Dad did well. He sent three children through college and he and mom traveled a bit in retirement. He did it all in a business that places a high value on being prepared for the future. Insurance is an industry that tries to take the uncertainty out of life . . . where will I live? How will I take care of myself? What if I get sick? Will I have enough to . . . ??? One insurance company’s slogan says it pretty clearly, “to take the IF out of life”.
Hearing the gospel this Sunday, one might think Jesus would have made a lousy insurance salesman. “Therefore, do not worry about your life, what you will eat, or what you will wear . . . look at the birds in the sky, they gather nothing into barns yet, God feeds them.” Or, “learn from the lilies of the field, they neither work nor worry, yet not even King Solomon was dressed as fine as they.” Don’t worry. Be happy. Right?
The “don’t worry” part doesn’t mean we don’t work hard to earn our food and lodging. The apostles were fisher-men, St. Paul was a tent maker, Jesus worked as a carpenter. The Parable of the Talents (three servants, given different sums of money) shows us that God expects a return on His investment. “Why didn’t you at least put my money in the bank to gain interest?” There’s a common sense to living in this world which we must heed.
So what’s the point of the gospel this Sunday? Do your best to secure what you need in this life. This is our duty as members of family and community.
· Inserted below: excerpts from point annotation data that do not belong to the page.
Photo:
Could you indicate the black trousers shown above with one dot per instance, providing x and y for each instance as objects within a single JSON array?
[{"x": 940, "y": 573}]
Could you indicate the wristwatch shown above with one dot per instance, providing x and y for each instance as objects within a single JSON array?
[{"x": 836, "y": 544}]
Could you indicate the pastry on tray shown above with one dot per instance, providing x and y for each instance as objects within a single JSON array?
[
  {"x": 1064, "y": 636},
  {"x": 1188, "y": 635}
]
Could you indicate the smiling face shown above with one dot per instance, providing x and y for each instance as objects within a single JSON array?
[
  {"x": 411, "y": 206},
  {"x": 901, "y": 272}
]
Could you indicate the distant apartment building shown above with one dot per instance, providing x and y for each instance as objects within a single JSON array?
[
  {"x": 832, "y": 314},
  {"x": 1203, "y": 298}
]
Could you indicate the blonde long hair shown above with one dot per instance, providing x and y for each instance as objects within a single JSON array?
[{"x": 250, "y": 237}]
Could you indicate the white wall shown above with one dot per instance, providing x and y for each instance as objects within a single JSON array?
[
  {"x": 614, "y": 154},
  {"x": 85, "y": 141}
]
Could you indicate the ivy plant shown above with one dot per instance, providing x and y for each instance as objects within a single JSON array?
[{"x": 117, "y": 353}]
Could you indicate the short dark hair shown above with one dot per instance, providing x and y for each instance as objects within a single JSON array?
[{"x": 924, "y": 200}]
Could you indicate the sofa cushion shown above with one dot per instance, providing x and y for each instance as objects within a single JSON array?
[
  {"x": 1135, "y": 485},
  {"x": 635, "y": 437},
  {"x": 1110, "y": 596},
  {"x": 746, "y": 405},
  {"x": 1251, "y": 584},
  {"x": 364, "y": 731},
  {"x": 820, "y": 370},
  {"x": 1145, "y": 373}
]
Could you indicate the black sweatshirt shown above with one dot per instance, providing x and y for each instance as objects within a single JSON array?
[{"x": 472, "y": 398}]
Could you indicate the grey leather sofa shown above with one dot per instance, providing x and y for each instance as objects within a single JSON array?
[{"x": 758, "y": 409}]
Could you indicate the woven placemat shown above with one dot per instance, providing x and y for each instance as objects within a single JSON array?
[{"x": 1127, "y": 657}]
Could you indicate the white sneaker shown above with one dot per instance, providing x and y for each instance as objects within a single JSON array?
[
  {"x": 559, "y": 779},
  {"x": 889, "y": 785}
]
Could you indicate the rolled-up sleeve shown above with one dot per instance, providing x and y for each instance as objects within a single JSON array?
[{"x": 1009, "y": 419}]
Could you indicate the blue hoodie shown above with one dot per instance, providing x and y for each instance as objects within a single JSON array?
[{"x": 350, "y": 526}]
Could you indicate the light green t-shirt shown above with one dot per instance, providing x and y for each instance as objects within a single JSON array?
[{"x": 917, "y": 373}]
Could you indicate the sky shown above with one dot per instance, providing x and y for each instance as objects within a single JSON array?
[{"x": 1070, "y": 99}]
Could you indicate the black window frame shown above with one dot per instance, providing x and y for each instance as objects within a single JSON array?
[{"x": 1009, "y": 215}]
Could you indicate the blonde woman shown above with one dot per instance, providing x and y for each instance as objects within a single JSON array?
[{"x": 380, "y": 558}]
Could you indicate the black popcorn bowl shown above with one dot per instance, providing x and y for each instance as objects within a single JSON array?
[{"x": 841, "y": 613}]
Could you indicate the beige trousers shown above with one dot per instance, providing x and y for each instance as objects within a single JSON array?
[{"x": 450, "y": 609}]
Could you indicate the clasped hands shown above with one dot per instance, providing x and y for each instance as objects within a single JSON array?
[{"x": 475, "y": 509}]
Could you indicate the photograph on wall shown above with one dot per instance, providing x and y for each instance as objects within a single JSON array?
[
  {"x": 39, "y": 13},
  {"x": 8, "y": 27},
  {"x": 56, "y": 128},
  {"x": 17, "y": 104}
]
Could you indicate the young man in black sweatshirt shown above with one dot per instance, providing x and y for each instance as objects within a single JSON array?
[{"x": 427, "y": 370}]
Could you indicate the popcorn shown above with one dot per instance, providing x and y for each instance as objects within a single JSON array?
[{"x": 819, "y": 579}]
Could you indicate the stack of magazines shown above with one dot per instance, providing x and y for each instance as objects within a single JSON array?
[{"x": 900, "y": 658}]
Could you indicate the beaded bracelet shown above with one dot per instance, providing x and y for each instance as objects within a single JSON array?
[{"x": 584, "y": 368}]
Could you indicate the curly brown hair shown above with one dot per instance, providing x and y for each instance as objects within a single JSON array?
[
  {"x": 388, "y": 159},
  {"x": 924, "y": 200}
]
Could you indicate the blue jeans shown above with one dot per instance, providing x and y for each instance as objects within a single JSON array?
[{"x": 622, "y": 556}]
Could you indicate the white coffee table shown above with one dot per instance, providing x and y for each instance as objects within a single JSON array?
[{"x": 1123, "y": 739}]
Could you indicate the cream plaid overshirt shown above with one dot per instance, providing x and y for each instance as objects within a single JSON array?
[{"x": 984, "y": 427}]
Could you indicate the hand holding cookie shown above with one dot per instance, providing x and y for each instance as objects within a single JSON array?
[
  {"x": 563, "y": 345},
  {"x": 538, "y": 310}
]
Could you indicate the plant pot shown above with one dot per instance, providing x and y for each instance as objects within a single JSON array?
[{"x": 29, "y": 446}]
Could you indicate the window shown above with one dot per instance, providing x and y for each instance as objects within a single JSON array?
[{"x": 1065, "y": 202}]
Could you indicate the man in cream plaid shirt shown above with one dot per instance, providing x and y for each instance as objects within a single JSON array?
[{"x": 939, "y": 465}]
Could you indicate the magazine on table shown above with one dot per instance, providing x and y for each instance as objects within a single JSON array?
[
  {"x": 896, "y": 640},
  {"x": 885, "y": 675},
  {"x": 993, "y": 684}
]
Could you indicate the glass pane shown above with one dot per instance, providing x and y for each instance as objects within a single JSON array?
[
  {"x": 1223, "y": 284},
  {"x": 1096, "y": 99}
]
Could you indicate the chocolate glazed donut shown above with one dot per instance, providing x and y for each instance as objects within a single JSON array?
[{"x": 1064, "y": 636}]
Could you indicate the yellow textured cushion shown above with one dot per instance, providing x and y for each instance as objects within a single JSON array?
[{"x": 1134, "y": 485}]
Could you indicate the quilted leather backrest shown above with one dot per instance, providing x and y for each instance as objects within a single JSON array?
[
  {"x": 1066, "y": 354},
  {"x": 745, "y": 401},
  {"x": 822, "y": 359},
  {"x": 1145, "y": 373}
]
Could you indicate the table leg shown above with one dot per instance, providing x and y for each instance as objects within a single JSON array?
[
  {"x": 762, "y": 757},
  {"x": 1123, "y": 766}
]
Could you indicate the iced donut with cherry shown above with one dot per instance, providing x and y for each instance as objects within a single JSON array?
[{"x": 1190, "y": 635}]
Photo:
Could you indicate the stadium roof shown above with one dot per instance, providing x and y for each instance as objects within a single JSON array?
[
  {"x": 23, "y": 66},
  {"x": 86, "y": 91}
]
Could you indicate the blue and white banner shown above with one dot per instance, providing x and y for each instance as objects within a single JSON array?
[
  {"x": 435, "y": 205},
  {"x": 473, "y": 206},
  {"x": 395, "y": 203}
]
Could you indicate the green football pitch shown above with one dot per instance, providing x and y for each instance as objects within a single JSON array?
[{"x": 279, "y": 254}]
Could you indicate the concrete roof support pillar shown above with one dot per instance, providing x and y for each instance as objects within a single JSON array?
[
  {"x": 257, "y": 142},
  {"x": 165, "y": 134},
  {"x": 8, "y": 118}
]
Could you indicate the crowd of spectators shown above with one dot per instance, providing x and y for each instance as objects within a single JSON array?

BUT . . . don’t let getting these things become the most important thing you do. “Seek first the Kingdom of God and (guess what?) all that you need will be given to you.” Mt. 6:25ff
How do you seek God’s Kingdom? Seek out goodness rather than evil, generosity rather than selfishness, forgiveness rather than resentment, kindliness over spite, courage over cowardice, patience rather than anger. In other words, live as Christ has shown us.
Dear friends it doesn’t mean we’ll all get what we want in our lives, but it does mean we will get what we really need . . . what we really need to live our best lives, our God purposed lives.
Now, I can’t convince you of this promise of Christ. I can only try to witness to it with my own life. Each of us must ask Him to help with our needs and then trust that what happens to you is God’s loving will. “Oh Lord, give me the grace to trust in your plan and to be resolved to do my part for your Kingdom. Then do with me as you will.”
Do something kind for someone this week.